A week after Joe Biden secured enough votes for news organizations (and a growing number of Republican figures) to call him the president-elect, thousands of Trump supporters traveled to D.C. to reject that conclusion. Video journalist Joy Sharon Yi and I filmed the march to better understand those who disagree with the outcome.
[See the ‘Million MAGA March’ as we did in the video above.]
It wasn’t just White men carrying the Trump flags and banners. Korean and Vietnamese immigrants, young gay couples and Black, White and Latina women, many with children, marched alongside conspiracy theorist Alex Jones and members of the Proud Boys hate group. They wound slowly from Freedom Plaza to the Capitol to the Supreme Court, demanding, among other things, that Biden be sent to prison and the election be handed to Trump.

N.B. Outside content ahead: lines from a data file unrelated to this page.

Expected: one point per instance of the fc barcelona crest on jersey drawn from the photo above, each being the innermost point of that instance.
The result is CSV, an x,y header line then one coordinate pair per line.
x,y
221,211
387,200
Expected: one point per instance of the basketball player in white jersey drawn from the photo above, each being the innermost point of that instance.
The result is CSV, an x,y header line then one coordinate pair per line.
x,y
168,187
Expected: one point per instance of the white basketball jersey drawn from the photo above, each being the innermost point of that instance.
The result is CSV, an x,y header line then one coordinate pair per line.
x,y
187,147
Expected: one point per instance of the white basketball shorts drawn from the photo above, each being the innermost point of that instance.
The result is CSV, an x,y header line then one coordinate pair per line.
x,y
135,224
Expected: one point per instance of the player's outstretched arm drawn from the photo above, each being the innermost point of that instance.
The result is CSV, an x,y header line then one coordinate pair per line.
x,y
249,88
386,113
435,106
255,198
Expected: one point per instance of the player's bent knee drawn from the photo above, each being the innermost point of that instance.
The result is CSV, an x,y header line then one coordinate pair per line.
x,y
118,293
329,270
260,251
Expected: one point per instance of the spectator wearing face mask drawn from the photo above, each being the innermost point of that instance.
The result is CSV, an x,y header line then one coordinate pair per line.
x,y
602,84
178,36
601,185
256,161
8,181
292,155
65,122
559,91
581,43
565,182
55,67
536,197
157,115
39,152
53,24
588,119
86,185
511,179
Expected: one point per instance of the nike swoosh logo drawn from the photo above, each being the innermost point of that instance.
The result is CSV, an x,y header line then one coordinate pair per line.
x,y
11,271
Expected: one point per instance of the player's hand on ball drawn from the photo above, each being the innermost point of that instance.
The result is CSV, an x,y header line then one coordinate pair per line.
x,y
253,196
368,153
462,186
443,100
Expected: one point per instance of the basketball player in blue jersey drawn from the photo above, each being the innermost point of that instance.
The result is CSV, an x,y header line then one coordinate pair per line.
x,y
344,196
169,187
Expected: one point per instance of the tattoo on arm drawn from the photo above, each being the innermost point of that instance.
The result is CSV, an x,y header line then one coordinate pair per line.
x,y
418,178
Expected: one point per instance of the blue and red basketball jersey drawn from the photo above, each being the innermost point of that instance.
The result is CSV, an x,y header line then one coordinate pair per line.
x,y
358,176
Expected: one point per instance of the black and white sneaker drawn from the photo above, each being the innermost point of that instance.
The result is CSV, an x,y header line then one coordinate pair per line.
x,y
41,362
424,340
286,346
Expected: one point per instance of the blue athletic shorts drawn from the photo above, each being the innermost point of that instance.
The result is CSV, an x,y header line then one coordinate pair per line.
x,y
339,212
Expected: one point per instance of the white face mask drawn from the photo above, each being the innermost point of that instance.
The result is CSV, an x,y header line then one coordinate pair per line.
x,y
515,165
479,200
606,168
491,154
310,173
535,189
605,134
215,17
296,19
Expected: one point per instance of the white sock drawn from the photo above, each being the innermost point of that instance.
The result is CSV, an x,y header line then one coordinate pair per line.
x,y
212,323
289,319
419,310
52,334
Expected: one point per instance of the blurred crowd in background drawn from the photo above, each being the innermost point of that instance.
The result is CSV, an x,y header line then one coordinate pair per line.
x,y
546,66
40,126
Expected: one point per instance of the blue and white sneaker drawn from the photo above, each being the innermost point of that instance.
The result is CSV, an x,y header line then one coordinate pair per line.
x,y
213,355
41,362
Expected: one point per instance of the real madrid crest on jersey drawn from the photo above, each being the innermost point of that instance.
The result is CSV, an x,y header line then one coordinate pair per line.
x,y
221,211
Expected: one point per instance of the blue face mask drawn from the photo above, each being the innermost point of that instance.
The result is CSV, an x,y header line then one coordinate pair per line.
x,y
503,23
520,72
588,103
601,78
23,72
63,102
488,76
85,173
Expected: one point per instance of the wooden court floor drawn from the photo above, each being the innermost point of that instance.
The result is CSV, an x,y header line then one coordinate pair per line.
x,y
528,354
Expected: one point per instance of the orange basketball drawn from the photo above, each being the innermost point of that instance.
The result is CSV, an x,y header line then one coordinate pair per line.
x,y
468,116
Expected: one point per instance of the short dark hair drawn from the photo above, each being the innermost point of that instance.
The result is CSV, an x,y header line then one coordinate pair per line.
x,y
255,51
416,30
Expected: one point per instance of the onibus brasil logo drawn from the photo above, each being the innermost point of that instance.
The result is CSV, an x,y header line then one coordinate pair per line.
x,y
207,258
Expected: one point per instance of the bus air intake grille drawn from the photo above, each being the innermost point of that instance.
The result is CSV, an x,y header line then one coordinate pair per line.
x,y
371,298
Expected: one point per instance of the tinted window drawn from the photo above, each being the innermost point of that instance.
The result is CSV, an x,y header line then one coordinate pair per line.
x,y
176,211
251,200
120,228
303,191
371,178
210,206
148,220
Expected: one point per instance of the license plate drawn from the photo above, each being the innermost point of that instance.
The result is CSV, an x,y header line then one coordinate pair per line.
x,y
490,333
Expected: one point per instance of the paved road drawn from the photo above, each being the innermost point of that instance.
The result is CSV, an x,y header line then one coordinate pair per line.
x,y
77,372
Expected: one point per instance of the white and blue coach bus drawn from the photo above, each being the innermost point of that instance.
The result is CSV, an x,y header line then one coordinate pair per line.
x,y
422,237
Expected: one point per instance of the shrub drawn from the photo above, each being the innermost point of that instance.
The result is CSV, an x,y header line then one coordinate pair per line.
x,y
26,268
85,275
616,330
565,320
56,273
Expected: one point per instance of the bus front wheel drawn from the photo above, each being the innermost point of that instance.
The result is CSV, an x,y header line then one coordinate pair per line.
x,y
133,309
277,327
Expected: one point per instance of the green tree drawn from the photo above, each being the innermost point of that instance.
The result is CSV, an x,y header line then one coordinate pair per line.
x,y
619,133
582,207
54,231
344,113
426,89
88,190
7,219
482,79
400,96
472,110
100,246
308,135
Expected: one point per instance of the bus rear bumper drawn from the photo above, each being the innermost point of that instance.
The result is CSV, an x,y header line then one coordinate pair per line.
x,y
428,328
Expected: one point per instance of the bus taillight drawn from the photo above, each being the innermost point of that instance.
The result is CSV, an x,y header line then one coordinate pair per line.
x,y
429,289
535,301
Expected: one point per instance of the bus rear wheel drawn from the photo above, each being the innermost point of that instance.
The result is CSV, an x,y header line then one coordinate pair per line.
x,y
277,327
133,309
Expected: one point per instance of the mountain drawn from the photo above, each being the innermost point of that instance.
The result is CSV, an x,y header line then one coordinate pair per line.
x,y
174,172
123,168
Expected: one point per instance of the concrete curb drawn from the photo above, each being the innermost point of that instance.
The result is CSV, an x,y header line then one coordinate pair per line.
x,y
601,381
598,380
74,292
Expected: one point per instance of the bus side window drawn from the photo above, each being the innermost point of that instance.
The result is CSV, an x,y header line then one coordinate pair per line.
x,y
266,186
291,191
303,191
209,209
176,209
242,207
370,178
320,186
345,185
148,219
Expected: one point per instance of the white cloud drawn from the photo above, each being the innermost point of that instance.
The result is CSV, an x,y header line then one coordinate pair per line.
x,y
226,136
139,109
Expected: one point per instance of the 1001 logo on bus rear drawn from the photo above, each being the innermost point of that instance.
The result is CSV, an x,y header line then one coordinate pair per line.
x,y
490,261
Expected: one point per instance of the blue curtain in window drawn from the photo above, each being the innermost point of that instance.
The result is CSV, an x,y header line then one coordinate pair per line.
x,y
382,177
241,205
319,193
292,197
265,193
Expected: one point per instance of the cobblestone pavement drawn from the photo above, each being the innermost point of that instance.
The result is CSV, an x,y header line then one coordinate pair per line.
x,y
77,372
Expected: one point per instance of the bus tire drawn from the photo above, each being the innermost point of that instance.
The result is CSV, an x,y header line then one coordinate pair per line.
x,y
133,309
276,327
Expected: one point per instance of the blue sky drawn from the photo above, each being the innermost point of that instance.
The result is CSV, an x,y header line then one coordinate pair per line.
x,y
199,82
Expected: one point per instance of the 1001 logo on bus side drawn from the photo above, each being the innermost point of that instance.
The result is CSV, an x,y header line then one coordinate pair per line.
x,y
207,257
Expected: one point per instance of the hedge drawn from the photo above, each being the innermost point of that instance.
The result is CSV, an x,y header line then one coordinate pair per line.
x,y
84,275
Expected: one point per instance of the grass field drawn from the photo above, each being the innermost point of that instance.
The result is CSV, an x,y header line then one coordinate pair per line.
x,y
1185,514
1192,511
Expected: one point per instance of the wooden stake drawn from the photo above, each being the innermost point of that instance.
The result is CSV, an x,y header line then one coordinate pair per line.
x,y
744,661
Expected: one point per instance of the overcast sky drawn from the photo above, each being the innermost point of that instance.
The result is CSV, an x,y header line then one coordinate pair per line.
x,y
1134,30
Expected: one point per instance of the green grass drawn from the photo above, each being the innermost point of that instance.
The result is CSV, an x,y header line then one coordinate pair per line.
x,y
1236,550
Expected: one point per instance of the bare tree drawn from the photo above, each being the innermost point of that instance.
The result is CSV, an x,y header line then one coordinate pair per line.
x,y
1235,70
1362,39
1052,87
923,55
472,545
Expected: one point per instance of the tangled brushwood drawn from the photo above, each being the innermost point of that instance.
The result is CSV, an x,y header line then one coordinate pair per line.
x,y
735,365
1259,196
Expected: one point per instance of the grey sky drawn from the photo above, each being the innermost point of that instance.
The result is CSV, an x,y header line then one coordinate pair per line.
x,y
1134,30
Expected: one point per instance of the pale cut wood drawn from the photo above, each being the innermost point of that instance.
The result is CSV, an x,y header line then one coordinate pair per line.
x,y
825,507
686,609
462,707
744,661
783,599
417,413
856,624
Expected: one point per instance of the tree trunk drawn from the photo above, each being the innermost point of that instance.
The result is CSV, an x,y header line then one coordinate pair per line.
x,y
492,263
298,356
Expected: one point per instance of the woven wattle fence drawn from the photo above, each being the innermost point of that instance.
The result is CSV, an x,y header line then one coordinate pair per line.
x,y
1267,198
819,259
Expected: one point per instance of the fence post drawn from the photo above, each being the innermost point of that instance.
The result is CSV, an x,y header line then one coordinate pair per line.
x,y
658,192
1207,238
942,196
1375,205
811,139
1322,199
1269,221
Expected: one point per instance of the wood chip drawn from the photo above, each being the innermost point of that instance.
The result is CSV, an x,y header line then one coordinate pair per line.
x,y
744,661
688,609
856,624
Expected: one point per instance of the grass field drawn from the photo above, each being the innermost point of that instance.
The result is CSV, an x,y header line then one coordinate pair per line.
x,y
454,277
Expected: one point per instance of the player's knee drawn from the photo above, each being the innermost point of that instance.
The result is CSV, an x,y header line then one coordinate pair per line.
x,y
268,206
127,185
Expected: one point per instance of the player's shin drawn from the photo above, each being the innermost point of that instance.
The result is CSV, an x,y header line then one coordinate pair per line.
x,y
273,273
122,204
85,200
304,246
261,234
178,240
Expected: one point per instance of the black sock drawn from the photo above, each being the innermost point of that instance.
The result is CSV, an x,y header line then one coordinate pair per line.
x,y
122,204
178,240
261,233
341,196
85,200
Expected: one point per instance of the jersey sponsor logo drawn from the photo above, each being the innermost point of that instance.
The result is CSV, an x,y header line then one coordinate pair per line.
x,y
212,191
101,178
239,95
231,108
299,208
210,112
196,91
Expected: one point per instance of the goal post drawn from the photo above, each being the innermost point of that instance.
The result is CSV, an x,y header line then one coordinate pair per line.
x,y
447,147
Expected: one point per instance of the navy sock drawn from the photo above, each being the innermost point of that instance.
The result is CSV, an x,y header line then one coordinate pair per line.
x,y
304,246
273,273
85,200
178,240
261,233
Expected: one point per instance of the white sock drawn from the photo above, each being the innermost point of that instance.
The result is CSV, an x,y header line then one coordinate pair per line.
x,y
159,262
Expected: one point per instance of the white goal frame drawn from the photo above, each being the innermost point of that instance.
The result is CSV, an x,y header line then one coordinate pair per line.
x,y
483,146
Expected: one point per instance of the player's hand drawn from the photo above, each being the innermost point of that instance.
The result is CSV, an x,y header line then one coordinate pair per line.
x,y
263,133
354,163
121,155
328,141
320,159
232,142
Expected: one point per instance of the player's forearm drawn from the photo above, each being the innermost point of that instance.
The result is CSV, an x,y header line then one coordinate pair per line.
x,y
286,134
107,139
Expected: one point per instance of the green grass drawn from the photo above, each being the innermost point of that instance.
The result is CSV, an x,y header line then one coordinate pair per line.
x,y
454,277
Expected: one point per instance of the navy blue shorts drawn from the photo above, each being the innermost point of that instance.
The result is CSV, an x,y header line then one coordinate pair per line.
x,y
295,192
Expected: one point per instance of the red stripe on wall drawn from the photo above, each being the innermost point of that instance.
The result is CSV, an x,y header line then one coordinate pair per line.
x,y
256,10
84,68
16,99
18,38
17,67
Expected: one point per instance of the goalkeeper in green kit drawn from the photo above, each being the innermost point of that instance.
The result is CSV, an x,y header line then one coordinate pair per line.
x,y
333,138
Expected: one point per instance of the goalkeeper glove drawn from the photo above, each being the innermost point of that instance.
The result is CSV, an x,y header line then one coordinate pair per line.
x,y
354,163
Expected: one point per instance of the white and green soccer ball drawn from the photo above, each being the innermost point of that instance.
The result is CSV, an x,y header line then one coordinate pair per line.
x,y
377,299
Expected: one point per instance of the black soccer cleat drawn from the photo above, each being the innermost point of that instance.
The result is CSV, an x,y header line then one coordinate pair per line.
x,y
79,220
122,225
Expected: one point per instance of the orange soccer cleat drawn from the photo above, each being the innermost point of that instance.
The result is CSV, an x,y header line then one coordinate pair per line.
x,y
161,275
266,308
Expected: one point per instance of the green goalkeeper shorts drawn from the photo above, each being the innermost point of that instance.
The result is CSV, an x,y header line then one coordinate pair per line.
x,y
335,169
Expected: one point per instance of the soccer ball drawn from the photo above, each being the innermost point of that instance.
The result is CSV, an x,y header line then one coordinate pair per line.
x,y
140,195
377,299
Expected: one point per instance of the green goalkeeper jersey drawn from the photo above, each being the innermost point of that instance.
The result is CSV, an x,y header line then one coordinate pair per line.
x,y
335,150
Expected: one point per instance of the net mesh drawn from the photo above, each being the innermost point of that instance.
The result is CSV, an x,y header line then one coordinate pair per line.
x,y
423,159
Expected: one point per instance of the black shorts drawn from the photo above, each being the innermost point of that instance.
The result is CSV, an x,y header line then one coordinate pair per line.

For hours, we talked to protesters who weren’t merely skeptical of the election outcome; they believed it to be a total fraud. They distrusted the count, the voting machines, the media that reported the results, even the state officials, many of them Republican, charged with certifying the outcome.
And while some were calm and appreciated my questions, others looked at me as if I was crazy.
Watching relatives and strangers fall under President Trump’s spell can be like watching a friend navigate an abusive relationship. They rationalize the lies and gaslighting, and they can pull away when you ask them to consider the facts. Nobody’s perfect, they’d say. Yes, he’s rough, but he has overcome so much.
The difference between Trump and an abusive boyfriend, though, is that millions of Americans are in this relationship. They come from all walks of life. Conspiracy theories and misinformation partly reinforce why they stand by their man.
But people can love whoever they want. And the voters I talked to made one thing clear: It will be some time before they are ready to walk out on Trump — if they ever do.